Primarily, students unable to see the front of the board during daily lectures will undoubtedly feel left behind or see no motivation in learning something that they can't even see. Both large and small scale studies have illustrated the tight association between a lack of proper vision diagnosis with higher anxiety, lower test scores, and higher dropout rates.
Additionally, the nearly negligible amounts of government funding and attention leads to scattered clinics which largely disincentives parents from taking the time to bring their children quarterly or annually for a checkup. At the same time, for those who do have the ability to access such facilities, the lack of education and awareness pervasive among guardians of these children leads to minimal attempts towards solving even an identified problem.

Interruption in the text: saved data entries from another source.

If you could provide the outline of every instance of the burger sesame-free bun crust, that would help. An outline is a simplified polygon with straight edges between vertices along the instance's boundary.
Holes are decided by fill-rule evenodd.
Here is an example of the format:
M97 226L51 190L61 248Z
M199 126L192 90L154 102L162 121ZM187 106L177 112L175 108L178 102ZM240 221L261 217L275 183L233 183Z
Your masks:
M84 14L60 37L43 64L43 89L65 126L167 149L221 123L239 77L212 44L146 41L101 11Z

Luckily, there is a very simple solution to all of this: train teachers for teacher-led clinics. Estimates have shown that currently, the cost to train a sufficient amount of teachers and provide necessary equipment costs roughly 200 RMB (or around 32 USD depending on the exchange rate and adjusting for inflation) per school. As empirical research across rural China supports, funding such facilities not only allow medical check-ups to be readily accessible but also largely boosts participation rates among families since the cost is also low.
The bottom line is that in the face of this largely unknown crisis influencing education in rural China, funds need to be directed towards an effort to prescribe students with the appropriate glasses as early as possible.
Regardless of how engaging the curriculum is and how well-nourished the student is, none of that matters when he or she goes into every class practically blind.